# Job interview with potential Excel test



## AugustusHaynes (Nov 5, 2013)

Hi, 

First post here so hopefully this hasn't been covered before 

I've got a job interview next week which will involve an excel test. It's a finance role and from a bit of digging I think the test will consist of the follow:-

A list of invoices with columns for - code, customer, product type, product name, colour, net, tax, gross.

The questions will involve things like:-

How many products are the colour blue and cost under £500?
What is the total value for customer X's invoices between Jan and September?
How many invoices are under £50?
What is the most popular product in the month of May?

You get the idea...


Anyway, I'm sure some of you guys have had similar test. Just looking for some general pointers. Things I can look up prior to next week. 

Probably worth noting that it's fine to take notes into the interview and I'll be left on my own to do the test - will take 5/10 minutes. In theory I can prepare some bullet points/reminders to try and ensure I don't freeze during the excel test.

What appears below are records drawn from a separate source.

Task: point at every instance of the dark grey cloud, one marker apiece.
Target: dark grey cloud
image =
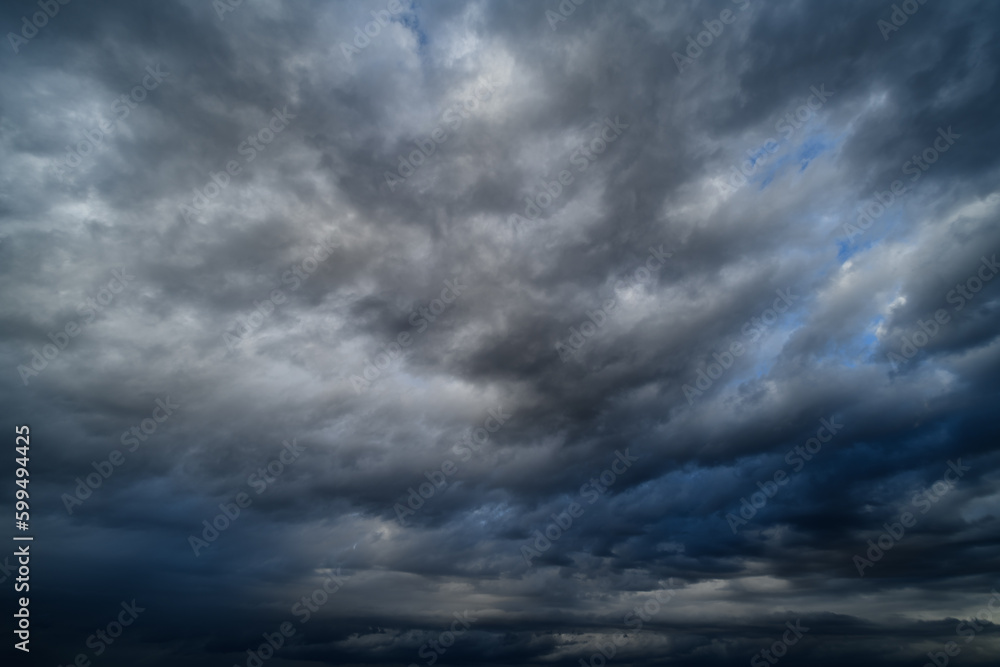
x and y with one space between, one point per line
475 339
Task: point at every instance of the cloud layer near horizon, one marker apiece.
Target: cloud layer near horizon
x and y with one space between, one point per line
408 326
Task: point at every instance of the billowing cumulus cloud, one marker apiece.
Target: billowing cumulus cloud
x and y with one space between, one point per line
497 333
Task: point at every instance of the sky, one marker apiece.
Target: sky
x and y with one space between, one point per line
548 333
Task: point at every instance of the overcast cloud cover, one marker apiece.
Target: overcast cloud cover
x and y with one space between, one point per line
442 368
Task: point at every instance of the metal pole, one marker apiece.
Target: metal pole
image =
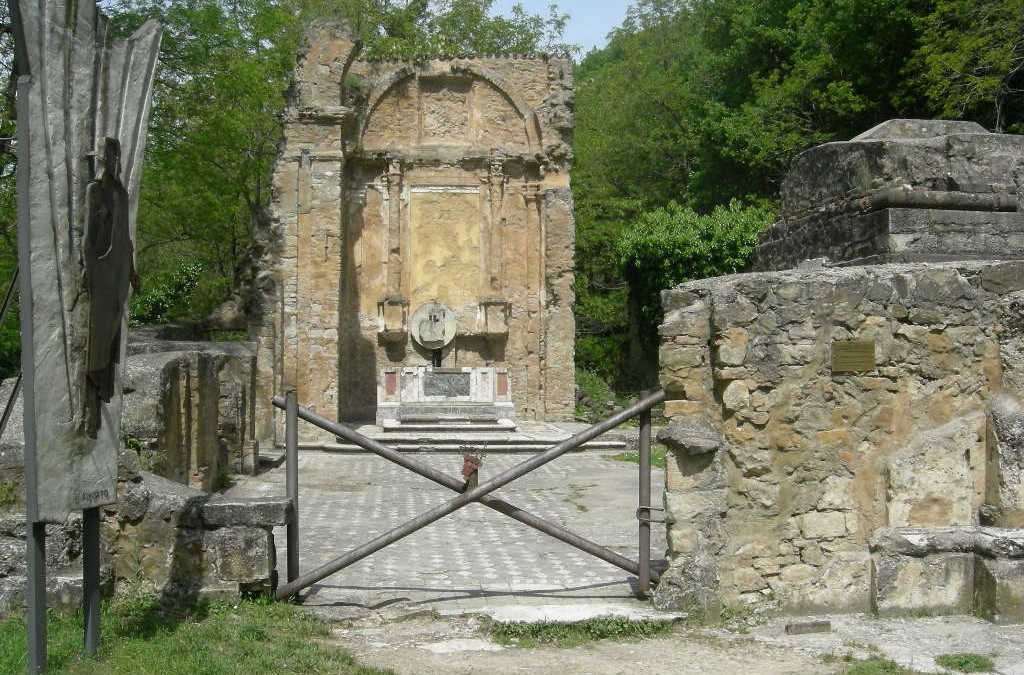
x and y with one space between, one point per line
9 408
462 500
292 464
36 596
455 484
8 299
90 578
643 512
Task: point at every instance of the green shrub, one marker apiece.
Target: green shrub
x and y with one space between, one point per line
966 662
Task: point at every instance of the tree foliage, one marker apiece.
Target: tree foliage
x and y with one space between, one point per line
697 102
675 244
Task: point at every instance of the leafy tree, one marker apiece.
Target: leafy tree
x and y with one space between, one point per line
675 244
971 61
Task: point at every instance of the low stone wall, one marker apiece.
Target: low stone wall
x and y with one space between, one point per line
183 543
783 464
186 543
189 406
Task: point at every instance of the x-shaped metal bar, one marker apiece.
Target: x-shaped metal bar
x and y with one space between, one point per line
481 494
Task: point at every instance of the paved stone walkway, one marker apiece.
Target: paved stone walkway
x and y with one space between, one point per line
474 558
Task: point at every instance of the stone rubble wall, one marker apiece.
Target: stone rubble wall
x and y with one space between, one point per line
190 407
180 542
907 191
949 571
781 469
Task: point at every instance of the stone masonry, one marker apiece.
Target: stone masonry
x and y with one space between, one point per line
821 416
399 184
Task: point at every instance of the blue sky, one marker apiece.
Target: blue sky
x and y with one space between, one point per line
590 20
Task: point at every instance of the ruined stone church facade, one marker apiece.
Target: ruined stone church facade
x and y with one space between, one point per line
401 185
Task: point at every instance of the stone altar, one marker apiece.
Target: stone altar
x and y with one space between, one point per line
403 184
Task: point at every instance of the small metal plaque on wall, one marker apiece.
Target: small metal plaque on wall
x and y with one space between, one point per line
853 355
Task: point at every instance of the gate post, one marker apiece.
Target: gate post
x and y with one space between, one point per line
643 513
292 479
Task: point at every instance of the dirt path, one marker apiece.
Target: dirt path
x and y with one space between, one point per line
455 646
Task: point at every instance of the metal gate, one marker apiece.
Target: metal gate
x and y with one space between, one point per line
469 492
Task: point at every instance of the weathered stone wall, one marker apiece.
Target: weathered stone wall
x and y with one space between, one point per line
182 543
906 191
782 466
402 183
189 406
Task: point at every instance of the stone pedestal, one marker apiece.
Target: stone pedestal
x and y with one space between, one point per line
423 395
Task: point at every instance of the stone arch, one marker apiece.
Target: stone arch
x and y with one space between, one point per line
474 72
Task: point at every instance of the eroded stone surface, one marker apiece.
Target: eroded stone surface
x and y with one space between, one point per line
438 181
812 462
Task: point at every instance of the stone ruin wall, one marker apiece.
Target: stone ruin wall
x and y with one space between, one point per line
399 183
895 488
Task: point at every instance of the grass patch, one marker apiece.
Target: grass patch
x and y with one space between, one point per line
877 667
140 636
524 634
657 455
966 662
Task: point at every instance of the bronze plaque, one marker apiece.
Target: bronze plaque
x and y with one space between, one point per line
853 355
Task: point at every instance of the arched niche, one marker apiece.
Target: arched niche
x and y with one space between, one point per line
464 108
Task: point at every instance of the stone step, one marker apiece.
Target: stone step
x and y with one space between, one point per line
459 447
449 426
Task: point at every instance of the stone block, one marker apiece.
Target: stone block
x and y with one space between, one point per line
999 589
1006 448
931 481
940 583
242 555
823 524
691 436
252 511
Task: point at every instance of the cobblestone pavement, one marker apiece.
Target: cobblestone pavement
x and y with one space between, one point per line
475 557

Also I've found this video which I'll check out this evening - Excel 2003: How to score well on an excel assessment test - YouTube

It doesn't quite cover everything I've mentioned but should be a good starting point.


Thanks very much


----------



## BrianMH (Nov 5, 2013)

I would brush up on countif, sumproduct, offset, index and match.  Maybe Min, Max and rank also. I would also look at pivot tables.  My last Excel test incorporated all of these.


----------